Hans Salomons Vater Joseph starb am 15. Dezember 1941. Knapp ein Jahr später wurde Hans’ Mutter Alma am 21. Oktober 1942 im Auftrag des Polizeireviers 157 zur Gestapo bestellt und in die Sammelstelle in der Großen Hamburger Straße verschleppt. Von dort wurde die damals 67-Jährige am 5. November 1942 in das Ghetto Theresienstadt deportiert. Hans Salomon war durch die Ehe mit seiner nichtjüdischen Ehefrau (nach NS-Terminologie eine sogenannte privilegierte Mischehe) vorerst von den Deportationen aus Berlin zurückgestellt, wurde aber – ebenso wie Bruno und Maria Stein – im Mai 1943 von der Gestapo verhaftet. Seine Ehefrau Bertha berichtete später: „Am 7. Mai 1943 erschienen gegen Mittag in unserer Wohnung in Berlin N.O. 55, Bötzowstraße 53, zwei Gestapo Leute. Auf der anderen Straßenseite hielt ein Privatwagen, in dem sich noch ein dritter Mann befand. Sie holten meinen Mann ab, ohne zu sagen, warum und wohin. Ich erfuhr später, daß er in die Prinz-Albrechtstraße [Gestapo-Gefängnis] gebracht worden war. In der Prinz-Albrechtstraße blieb mein Mann ungefähr drei bis vier Wochen und kam dann anschliessend in das Polizei-Präsidium am Alexander-Platz. Hier blieb er bis zum 15.5.1944. Er befand sich ungefähr ein Vierteljahr in Einzelhaft und kam später in eine Zelle mit ca. 20. Mann. Am 18.5.1944 wurde er in das KZ Oranienburg überführt, wo er offenbar am 3. Oktober 1944 erschossen wurde.“ Dr. Landshut war am 18. Mai 1944 ohne Gerichtsverfahren in das Außenlager Lieberose des Konzentrationslagers Sachsenhausen verschleppt worden, wo er noch als Häftlingsarzt tätig war. Am 3. Oktober 1944 – er hatte laut Berichten überlebender Mithäftlinge immer noch Hoffnungen, entlassen zu werden und zu seiner Familie zurückzukehren, wurde er ins Hauptlager überführt und dort im Alter von 47 Jahren ermordet.

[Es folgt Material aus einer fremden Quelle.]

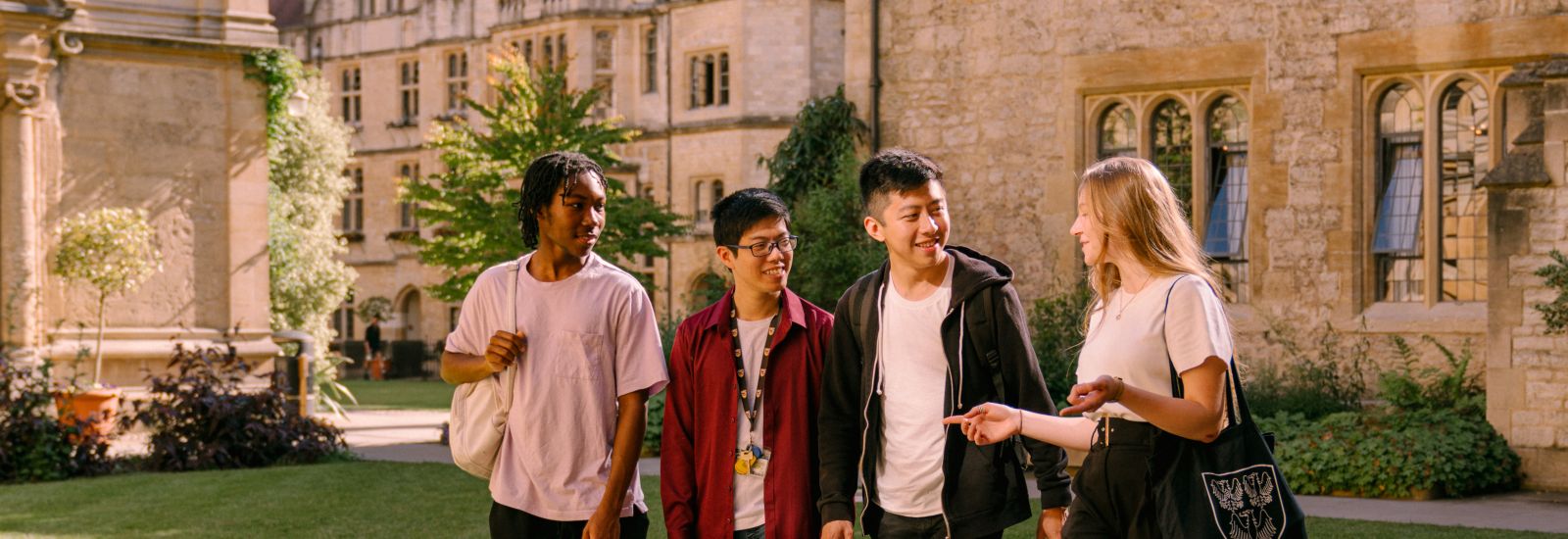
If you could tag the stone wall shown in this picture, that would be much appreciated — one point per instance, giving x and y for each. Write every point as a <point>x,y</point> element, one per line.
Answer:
<point>1005,96</point>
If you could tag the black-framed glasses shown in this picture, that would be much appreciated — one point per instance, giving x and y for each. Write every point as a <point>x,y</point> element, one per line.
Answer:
<point>765,248</point>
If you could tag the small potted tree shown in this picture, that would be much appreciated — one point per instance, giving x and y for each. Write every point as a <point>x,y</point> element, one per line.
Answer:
<point>114,251</point>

Von seinen Familienangehörigen überlebten seine Frau und sein Kind in Berlin. Sein Bruder Wilhelm Bubi (der sich später William nannte) überlebte die NS-Verfolgung im Exil in Montevideo, seine Schwester Rosa mit ihrer Familie in Chicago. Hans’ Mutter Alma wurde nach knapp zweieinhalb Jahren, die sie die unmenschlichen Bedingungen im Ghetto Theresienstadt überlebte, von der Roten Armee am 8./9. Mai 1945 befreit. Sie verließ Berlin und lebte später bei ihren Kindern in Chicago.